From: Pete Herzog (pete@isecom.org)
Date: Thu Nov 06 2003 - 17:40:35 EST
Chris,
In the OSSTMM 2.5 we have included the following as well:
-Enumerate the VPN servers using TCP/UDP scans.
-Use scans searching for response to different IP Types Packets.
-Use ike scans to fingerprint the VPN server implementation and version.
-Protocol Responses
PPTP : IP Type: 47 (GRE) TCP: 1723
IPSec:1. UDP: 500 (IKE)
IP Type: 50 (ESP)
IP Type: 51 (AH)
L2TP:1. UDP : 1701
L2F:1. UDP: 1701
-Outline the VPN security policy using different authentication /
encryption algorithms.
-Verify the existence of mechanism to control the client machine
misconfiguration and unfiltered ports
-Check the ability of the client software to allow split tunneling (default
route to internet and static routes to the corporate network)
Sincerely,
-pete
Pete Herzog, Managing Director
Institute for Security and Open Methodologies
__________________________________________
ISECOM is the accreditation authority for the
OPST - OSSTMM Professional Security Tester and
OPSA - OSSTMM Professional Security Analyst
> -----Original Message-----
> From: Chris McNab [mailto:chris.mcnab@trustmatta.com]
> Sent: Thursday, November 06, 2003 20:22 PM
> To: pen-test@securityfocus.com
> Subject: Pen-testing remote VPN services over IP
>
>
> Hi,
>
> As part of some research I am undertaking recently, I'd like to
> know if any
> of you have any decent information relating to the following areas of
> _remote_ assessment of VPN services over IP.
>
> The topics I have covered and documented fully so far include:
>
> - IPsec enumeration, scanning for UDP/500 and using Roy Hills' tools
> (ike-scan) to identify the gateway
> - Various overflows relating to ISAKMP / IKE packets being sent
> to UDP/500,
> as in MITRE CVE
> - Offline aggressive mode IKE pre-shared key cracking, by sniffing VPN
> traffic and using IKECrack
> - Check Point aggressive mode IKE username enumeration (using Roy Hills'
> fw1-ike-userguess over UDP/500)
> - Check Point Telnet authentication service (TCP/259) user enumeration
> - Check Point information leak attacks that reveal network interface
> addresses, over both TCP/256 and TCP/264
> - Check Point RDP encapsulation filter bypass techniques, using UDP/259
> - Offline Microsoft PPTP (TCP/1723) MS-CHAP challenge-response cracking
>
> Two areas in which I've identified a need for tools are:
>
> - Check Point brute force password grinding tool for FWZ or IKE, to
> compromise SecuRemote username/password combinations
> - PPTP brute force tool, to compromise those user/password
> combinations also
>
> Does anyone know of such offensive brute force tools, or techniques I have
> missed (against ISAKMP and Check Point)? if so, any input would be greatly
> appreciated.
>
> Regards,
>
> Chris
>
>
> Chris McNab
> Technical Director
>
> Matta
> 18 Noel Street
> London W1F 8GN
>
> http://www.trustmatta.com
>
>
> ------------------------------------------------------------------
> ---------
> Network with over 10,000 of the brightest minds in information security
> at the largest, most highly-anticipated industry event of the year.
> Don't miss RSA Conference 2004! Choose from over 200 class sessions and
> see demos from more than 250 industry vendors.

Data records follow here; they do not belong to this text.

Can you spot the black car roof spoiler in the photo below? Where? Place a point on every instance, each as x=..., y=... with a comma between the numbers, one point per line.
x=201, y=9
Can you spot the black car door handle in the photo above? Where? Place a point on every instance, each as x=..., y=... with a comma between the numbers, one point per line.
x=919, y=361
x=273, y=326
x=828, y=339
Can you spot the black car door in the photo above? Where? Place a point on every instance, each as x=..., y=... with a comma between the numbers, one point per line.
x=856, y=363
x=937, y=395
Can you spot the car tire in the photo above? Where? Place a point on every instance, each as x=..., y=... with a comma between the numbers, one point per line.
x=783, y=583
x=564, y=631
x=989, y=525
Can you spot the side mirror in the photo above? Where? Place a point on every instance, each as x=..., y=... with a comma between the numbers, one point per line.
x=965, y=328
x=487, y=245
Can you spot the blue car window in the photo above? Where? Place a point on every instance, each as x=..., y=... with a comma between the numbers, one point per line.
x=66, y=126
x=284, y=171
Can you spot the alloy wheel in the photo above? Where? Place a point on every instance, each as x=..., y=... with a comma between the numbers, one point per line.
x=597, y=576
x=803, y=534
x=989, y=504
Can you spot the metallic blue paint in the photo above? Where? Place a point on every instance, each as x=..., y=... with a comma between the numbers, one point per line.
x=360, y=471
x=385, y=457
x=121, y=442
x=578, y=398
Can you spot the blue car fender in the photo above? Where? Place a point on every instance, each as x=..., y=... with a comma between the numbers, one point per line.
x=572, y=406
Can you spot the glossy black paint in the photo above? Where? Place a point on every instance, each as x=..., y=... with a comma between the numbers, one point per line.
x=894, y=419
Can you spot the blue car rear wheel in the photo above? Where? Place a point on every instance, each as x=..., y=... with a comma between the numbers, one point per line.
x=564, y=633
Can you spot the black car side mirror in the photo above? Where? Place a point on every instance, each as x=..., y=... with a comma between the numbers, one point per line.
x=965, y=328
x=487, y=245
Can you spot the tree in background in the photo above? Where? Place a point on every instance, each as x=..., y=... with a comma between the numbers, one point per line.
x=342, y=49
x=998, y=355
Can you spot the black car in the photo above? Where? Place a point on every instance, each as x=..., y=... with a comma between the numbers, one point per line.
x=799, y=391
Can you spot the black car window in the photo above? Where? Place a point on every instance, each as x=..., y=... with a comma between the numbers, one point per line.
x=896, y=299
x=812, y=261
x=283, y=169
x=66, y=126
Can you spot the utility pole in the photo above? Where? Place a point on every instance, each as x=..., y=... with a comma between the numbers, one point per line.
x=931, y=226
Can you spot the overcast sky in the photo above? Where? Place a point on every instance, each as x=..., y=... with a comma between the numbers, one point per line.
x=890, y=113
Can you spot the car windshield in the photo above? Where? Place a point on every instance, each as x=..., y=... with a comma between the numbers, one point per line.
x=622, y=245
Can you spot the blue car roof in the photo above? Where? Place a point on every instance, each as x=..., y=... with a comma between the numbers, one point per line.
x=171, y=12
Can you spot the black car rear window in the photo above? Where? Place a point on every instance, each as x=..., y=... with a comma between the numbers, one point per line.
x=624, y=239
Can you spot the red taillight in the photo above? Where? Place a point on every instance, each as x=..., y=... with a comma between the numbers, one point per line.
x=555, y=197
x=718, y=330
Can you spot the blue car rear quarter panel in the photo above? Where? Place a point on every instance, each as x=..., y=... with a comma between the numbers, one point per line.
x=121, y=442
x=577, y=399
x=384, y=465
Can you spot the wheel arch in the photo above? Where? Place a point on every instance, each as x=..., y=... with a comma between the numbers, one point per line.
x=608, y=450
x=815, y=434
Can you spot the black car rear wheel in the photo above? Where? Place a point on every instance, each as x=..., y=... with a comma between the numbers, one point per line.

If your job touches
> security, you need to be here. Learn more or register at
> http://www.securityfocus.com/sponsor/RSA_pen-test_031023
> and use priority code SF4.
> ------------------------------------------------------------------
> ----------
>
>
>
---------------------------------------------------------------------------
Network with over 10,000 of the brightest minds in information security
at the largest, most highly-anticipated industry event of the year.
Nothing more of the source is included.